Je ne sers pas à grand-chose en cuisine, je sais pourtant me débrouiller d'habitude. Avec elle, je suis toujours relié au poste de commis de cuisine. Ces minutes de préparation sont rythmées par des cris, des ordres hurlés, des plaintes et de la panique. Même si elle maîtrise ce plat, c'est d'ailleurs le seul qu'elle sait parfaitement faire, son comportement en cuisine est digne de l'émission Cauchemar en cuisine. Le plat est au four, il faut maintenant attendre.

Je m'étouffe à moitié en voyant la notification sur son téléphone. Je ne voulais pas fouiller, je l'ai juste vu et je ne sais pas comment réagir. Cela fait longtemps que je ne sais pas quoi dire, j'ai toujours une solution, une réponse. Mais là, je coince...

- Tu as vu un fantôme Wenou ?


C'est à ce moment qu'elle voit ce que je tiens dans ma main, je vois l'instant même où elle fait la connexion. Elle marche d'un pas vif pour me reprendre son téléphone. Elle rougit comme une tomate en voyant la notification, pourtant masquée, toujours présente sur son écran.

- Ne dis pas un mot de tout ça à mon père.

- Il y a donc un tout ça ?


Je tente de rester calme et de ne pas m'imaginer n'importe quoi. Après tout, il y a plein d'explications logiques et qui correspondraient plus à son caractère. Elle n'utiliserait pas ce genre d'application. Impossible. Je la connais par cœur.

- Oui alors la version courte : je me suis inscrite sur Begin.

- Toi ? Sur une application de rencontre ?


Pitité, dis-moi que non. Je vais me réveiller. C'est un cauchemar.

- Oui c'était sur un coup de tête, je voulais prouver un fait et que j'avais raison.


Crac.

C'est la pire découverte que je pouvais faire, mes pensées tournent dans ma tête comme des feux follets. Le simple fait d'imaginer que Manon peut chercher l'amour ailleurs me brûle le cœur. Ma jalousie prend le pas sur la raison et je m'en veux parce qu'elle le mérite.Elle avance. Elle se bat contre les démons qui lui donnent tous ces cernes.

- C'est une bonne nouvelle, tu veux de l'aide pour compléter ton profil ? Ma voix est beaucoup haut perchée pour être naturelle.

- Non absolument pas !


L'horreur dans sa voix me frappe. Elle me saute dessus et m'arrache son téléphone, je tente de ne pas me vexer quant à son refus de m'intégrer dans sa vie et son avancée dans les relations amoureuses. Je ne suis convié qu'à être un spectateur sans aucun pouvoir. Je mets ma curiosité de côté, je tente de ne pas juger, de ne pas interférer. Elle doit sentir que je me tends pendant ma réflexion interne, puisqu'elle change brutalement de visage et d'émotions. L'horreur n'est plus du tout présente, mais la tristesse, le doute déforment son visage.

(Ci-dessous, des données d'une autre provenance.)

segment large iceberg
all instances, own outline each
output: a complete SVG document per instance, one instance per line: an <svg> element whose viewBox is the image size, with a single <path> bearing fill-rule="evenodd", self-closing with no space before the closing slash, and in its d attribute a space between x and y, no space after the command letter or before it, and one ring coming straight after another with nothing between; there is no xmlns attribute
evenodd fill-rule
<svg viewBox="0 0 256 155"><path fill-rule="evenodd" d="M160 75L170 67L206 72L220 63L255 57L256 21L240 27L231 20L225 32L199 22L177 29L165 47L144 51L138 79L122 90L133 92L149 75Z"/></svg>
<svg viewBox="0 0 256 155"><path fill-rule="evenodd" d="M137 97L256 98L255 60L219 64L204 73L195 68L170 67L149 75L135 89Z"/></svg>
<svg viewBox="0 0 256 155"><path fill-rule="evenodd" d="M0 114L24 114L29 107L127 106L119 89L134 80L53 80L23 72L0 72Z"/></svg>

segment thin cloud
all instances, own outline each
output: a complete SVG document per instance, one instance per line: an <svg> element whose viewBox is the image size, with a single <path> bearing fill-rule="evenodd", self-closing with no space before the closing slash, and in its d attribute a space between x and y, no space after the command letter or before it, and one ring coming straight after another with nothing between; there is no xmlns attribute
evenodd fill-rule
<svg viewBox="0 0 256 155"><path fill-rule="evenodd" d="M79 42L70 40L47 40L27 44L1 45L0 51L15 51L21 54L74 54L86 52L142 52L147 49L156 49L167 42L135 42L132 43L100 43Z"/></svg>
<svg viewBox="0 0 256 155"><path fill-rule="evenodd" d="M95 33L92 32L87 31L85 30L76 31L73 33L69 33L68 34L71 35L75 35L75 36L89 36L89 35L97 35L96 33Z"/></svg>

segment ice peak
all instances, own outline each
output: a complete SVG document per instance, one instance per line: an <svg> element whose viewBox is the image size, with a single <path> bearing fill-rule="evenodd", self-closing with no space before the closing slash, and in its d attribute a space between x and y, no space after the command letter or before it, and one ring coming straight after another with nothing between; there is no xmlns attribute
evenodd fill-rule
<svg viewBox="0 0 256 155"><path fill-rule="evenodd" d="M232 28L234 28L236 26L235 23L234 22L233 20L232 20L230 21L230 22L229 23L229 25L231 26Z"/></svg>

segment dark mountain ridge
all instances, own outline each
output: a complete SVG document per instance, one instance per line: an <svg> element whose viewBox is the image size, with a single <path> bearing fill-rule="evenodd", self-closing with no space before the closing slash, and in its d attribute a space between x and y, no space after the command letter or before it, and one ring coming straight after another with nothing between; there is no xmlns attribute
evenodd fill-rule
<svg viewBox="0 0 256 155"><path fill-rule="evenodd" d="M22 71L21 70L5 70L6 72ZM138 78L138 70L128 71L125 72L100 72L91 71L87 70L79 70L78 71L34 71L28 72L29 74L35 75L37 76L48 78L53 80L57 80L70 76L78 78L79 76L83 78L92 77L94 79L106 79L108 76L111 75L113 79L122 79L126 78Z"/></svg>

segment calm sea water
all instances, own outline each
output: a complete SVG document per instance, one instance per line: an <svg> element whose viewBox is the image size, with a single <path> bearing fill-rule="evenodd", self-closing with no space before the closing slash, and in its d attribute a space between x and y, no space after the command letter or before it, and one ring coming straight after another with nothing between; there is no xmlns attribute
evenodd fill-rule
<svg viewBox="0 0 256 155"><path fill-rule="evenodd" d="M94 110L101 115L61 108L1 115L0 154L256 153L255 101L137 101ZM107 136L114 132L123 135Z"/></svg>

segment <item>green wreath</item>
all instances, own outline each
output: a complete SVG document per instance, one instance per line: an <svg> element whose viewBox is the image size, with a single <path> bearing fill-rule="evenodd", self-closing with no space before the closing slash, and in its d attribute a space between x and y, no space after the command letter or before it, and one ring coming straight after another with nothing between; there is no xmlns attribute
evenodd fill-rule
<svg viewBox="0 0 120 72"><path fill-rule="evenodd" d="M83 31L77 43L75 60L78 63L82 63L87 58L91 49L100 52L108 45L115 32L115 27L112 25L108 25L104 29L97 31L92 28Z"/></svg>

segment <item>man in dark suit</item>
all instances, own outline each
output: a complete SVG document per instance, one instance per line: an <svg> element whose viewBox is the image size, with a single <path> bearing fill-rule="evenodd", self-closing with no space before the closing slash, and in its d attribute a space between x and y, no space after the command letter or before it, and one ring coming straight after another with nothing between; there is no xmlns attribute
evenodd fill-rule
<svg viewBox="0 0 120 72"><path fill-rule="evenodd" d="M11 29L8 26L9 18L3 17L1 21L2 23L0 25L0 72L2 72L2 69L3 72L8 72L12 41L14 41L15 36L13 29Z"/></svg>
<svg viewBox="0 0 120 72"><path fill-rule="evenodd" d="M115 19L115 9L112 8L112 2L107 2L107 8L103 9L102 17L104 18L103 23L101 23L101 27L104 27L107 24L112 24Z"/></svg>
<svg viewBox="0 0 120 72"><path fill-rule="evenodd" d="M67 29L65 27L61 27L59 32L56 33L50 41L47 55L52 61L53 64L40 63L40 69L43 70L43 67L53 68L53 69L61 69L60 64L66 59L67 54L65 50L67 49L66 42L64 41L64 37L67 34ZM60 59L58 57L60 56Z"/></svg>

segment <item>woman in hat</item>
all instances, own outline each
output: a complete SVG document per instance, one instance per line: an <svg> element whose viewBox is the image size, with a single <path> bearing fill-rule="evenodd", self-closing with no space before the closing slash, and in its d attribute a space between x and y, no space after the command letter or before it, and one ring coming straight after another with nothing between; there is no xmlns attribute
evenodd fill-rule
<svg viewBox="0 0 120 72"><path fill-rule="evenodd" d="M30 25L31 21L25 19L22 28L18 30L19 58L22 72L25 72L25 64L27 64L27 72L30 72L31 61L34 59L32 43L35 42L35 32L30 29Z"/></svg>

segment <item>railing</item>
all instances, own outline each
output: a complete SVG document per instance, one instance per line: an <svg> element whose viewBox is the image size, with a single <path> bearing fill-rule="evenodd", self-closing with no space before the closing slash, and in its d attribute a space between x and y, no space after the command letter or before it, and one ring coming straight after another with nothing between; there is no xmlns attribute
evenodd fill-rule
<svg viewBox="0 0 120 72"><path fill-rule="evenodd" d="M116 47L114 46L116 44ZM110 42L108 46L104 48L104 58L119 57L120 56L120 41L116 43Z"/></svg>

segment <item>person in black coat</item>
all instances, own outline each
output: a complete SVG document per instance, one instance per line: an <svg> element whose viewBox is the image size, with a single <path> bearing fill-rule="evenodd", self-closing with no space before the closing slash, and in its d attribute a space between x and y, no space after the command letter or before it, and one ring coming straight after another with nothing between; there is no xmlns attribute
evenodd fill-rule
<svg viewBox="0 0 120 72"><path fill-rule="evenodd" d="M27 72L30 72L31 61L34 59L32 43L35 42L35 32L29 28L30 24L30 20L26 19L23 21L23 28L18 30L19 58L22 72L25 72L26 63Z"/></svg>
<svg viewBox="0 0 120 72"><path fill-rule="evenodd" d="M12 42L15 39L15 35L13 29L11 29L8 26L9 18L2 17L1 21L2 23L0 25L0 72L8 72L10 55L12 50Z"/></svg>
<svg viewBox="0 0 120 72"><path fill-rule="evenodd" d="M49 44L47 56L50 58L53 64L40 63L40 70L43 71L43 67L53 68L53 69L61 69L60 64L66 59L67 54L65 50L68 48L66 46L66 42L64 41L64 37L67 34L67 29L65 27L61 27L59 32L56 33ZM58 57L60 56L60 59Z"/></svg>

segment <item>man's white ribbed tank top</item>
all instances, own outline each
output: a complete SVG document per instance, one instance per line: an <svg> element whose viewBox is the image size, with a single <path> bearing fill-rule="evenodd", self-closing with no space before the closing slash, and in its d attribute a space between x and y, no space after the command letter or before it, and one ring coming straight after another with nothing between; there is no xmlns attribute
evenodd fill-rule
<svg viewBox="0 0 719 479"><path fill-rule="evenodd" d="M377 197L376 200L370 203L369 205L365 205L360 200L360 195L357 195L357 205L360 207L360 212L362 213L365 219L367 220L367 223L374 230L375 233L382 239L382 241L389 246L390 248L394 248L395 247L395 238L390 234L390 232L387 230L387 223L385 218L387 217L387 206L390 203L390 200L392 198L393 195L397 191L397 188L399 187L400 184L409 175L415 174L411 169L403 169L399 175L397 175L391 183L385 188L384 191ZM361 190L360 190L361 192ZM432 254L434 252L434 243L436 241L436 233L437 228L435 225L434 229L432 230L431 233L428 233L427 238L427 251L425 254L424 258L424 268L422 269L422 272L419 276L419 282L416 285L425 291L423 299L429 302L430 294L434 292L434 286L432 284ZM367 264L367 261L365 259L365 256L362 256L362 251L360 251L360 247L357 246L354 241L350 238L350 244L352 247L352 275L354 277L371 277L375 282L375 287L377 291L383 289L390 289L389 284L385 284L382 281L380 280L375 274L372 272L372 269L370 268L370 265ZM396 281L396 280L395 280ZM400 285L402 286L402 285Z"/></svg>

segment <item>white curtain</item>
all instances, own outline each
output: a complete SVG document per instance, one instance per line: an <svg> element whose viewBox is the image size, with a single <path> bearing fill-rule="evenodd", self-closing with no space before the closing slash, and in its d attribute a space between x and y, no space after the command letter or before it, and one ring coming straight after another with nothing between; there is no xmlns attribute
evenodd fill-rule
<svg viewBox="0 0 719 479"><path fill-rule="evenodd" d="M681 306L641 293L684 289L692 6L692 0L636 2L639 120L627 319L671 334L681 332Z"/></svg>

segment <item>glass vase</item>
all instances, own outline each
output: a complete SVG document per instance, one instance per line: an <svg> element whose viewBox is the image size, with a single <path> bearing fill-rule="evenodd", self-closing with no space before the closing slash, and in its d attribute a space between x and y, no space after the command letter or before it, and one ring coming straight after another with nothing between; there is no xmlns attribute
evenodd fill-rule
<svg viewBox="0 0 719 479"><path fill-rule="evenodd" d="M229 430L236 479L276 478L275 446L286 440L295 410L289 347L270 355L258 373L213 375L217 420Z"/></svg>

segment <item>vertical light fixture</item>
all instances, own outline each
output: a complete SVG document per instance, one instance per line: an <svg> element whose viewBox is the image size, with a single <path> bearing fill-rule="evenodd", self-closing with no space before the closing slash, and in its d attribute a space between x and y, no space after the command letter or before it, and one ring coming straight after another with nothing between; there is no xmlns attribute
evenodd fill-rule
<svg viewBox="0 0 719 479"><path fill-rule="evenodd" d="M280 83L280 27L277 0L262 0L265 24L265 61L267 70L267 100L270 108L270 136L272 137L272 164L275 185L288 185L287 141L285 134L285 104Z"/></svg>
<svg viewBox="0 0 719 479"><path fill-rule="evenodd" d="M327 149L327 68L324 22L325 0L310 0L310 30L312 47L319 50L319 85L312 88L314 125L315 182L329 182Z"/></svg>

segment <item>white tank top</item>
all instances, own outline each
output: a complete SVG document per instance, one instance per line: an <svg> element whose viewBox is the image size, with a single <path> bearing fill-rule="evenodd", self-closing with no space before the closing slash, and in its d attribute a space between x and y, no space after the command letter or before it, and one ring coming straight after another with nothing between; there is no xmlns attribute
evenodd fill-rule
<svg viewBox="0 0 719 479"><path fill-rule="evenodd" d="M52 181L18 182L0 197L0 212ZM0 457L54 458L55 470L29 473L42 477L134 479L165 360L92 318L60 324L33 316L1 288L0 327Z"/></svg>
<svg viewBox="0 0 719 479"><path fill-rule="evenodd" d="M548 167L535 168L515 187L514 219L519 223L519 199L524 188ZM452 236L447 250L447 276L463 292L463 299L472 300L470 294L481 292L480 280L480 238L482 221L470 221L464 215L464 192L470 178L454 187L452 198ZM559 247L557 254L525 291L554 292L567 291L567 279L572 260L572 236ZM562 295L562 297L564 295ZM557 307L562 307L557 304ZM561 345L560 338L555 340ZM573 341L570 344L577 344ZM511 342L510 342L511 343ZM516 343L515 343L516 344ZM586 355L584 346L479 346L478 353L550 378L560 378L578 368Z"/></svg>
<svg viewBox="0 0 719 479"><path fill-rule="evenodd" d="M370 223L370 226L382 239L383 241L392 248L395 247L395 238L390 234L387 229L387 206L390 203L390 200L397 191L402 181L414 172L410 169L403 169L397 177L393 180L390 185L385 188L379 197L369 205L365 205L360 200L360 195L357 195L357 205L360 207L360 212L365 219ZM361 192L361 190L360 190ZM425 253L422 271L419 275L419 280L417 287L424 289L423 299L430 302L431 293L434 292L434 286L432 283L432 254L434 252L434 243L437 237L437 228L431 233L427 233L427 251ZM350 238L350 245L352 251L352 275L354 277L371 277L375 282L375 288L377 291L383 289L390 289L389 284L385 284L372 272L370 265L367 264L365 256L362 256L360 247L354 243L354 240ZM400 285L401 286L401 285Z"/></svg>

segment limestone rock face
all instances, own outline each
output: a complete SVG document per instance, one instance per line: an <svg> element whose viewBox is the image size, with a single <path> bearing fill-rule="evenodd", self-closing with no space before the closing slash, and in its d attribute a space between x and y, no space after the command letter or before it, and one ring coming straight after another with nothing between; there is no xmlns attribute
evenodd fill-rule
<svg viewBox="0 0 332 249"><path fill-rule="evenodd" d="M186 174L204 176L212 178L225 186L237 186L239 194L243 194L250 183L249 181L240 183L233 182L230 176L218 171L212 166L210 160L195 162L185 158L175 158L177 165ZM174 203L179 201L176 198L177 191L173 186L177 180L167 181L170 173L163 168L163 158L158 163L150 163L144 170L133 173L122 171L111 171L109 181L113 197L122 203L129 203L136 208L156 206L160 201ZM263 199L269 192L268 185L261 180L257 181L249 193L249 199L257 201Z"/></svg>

- Tu ne vas pas me dire que c'est la plus grosse erreur de ma vie et que je vais le regretter ? dit-elle avec sa voix tremblante.


Elle est sur le point de craquer nerveusement et de se mettre à pleurer, je le vois. Bordel, elle se tient les mains pour se rassurer.

J'ai envie de lui dire que c'est la plus grosse erreur de ta vie, que je ne comprends pas pourquoi elle cherche l'amour ailleurs alors que je suis là, prêt à lui offrir tout mon amour et mon soutien. La jalousie grandit en moi, telle une flamme insatiable. Je pousse un soupir de frustration et prends une profonde inspiration.

- Ce n'est pas la plus grosse erreur de ta vie, tu devrais tenter le coup même si ça ne mène pas à ce que tu souhaites tu seras fière du chemin que tu as parcouru. En tout cas, moi je serai fier de toi.


Crac.

Ces mots me coûtent plus que ce que je ne peux me l'avouer. J'accueille la peur d'être remplacé, relégué au rang d'un simple prétendant parmi tant d'autres, de perdre ce lien spécial que l'on avait développé, avec résilience. Je m'arme de mon sourire contraint et tente de masquer ma jalousie derrière.

- Je ne te déçois pas ? Les larmes commencent à embuer ses yeux verts, elle lève le regard au ciel pour les empêcher de couler.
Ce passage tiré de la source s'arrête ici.